Manufacturer Civil Monetary Penalties
The Act provides that CMPs may be imposed upon a manufacturer operating under a PPA who knowingly and intentionally charges a Covered Entity a price for a 340B drug that exceeds the ceiling price. Authority to impose CMPs under the statute has been delegated to the HHS Office of Inspector General (“OIG”). The CMP is up to $5,000 per “instance” of overcharging. An instance of overcharging is defined as any order for a 340B drug at the National Drug Code (“NDC”) level (regardless of the number of units sold in the order), and cannot be offset by manufacturer discounts on other NDCs or discounts on the same NDC made on other transactions, orders, or purchases. Instances of overcharging can be associated with the initial purchase of a 340B drug or upon ceiling price recalculations due to MDRP drug pricing restatements when the manufacturer does not issue a refund or credit for the overcharge. The CMP applies to manufacturers regardless of whether the instance of overcharging occurs on purchases directly from the manufacturer or fulfilled through a wholesale distributor. In the preamble to the Final Rule, HRSA stated that charging a Covered Entity a price for a 340B drug that is higher than the ceiling price is not an overcharge if the Covered Entity does not identify the purchase as 340B-eligible at the time the purchase is made. Furthermore, Covered Entities are not permitted to reclassify a purchase as 340B eligible after such purchase has been made.

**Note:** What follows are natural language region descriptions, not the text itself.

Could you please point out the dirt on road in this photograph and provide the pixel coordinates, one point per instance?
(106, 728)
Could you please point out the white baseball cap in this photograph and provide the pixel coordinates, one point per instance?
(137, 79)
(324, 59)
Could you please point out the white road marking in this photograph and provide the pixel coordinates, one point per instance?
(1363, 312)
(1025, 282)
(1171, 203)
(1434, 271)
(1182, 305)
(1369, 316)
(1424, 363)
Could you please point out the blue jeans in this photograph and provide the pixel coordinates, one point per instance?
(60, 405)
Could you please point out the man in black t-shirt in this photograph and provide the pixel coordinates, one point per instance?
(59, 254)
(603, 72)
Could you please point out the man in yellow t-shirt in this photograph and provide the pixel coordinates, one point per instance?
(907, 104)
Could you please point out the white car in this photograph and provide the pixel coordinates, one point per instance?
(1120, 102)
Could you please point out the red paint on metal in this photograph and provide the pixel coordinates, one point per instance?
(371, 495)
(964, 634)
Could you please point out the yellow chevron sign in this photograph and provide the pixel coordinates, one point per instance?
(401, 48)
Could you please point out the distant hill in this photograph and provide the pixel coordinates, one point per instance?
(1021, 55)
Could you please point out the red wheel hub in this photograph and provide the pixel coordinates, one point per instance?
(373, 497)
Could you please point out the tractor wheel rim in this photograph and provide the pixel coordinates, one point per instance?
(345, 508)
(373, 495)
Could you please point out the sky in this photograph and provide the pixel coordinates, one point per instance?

In the Proposed Rule, HRSA sought comments on how to define the “knowing and intentional” element of the CMP. In the Final Rule, HRSA declined to provide a bright line definition of this standard, but the preamble does provide examples of circumstances associated with overcharging a Covered Entity that would not be considered a knowing and intentional overcharge. These non-exhaustive examples included:
- “The manufacturer made an isolated inadvertent, unintentional, or unrecognized error in calculating the 340B ceiling price;
- “The manufacturer sells a new covered outpatient drug during the period the manufacturer is estimating a price based on this final rule, as long as the manufacturer offers refunds of any overcharges to covered entities within 120 days of determining an overcharge occurred during the estimation period;
- “When a covered entity did not initially identify the purchase to the manufacturer as 340B-eligible at the time of purchase; or
- “When a covered entity chooses to order non-340B priced drugs and the order is not due to a manufacturer’s refusal to sell or make drugs available at the 340B price.” 82 Fed. Reg. 1221.
The future of this Final Rule is somewhat uncertain. If the provisions of the ACA authorizing HHS to establish regulations implementing CMPs and to develop standards for calculating ceiling prices are repealed by the new Congress, the specific statutory authority for the promulgation of the Final Rule will disappear. In that event, it is questionable whether the Final Rule would survive a challenge to HRSA’s rulemaking authority. See our previous post about PhRMA’s successful challenge to a previous HRSA rule implementing a 340B provision.
Congress also could disapprove or reject the Final Rule regardless of any action taken on the ACA. On November 17, 2016, the House passed the Midnight Rules Relief Act of 2016, H.R. 5982, 114th Cong. (2016), which would amend the Congressional Review Act to allow Congress, by joint resolution, to reject a group of regulations submitted by federal agencies for congressional review within the last 60 days of a legislative session of Congress during the final year of a President's term. Currently, Congress must reject each regulation on a case-by-case basis. This bill has been referred to a Senate committee.
We will be closely monitoring the impact of the ACA repeal initiative and the Midnight Rules Relief Act on the 340B Program and other government discount programs, and will be posting updates on this blog.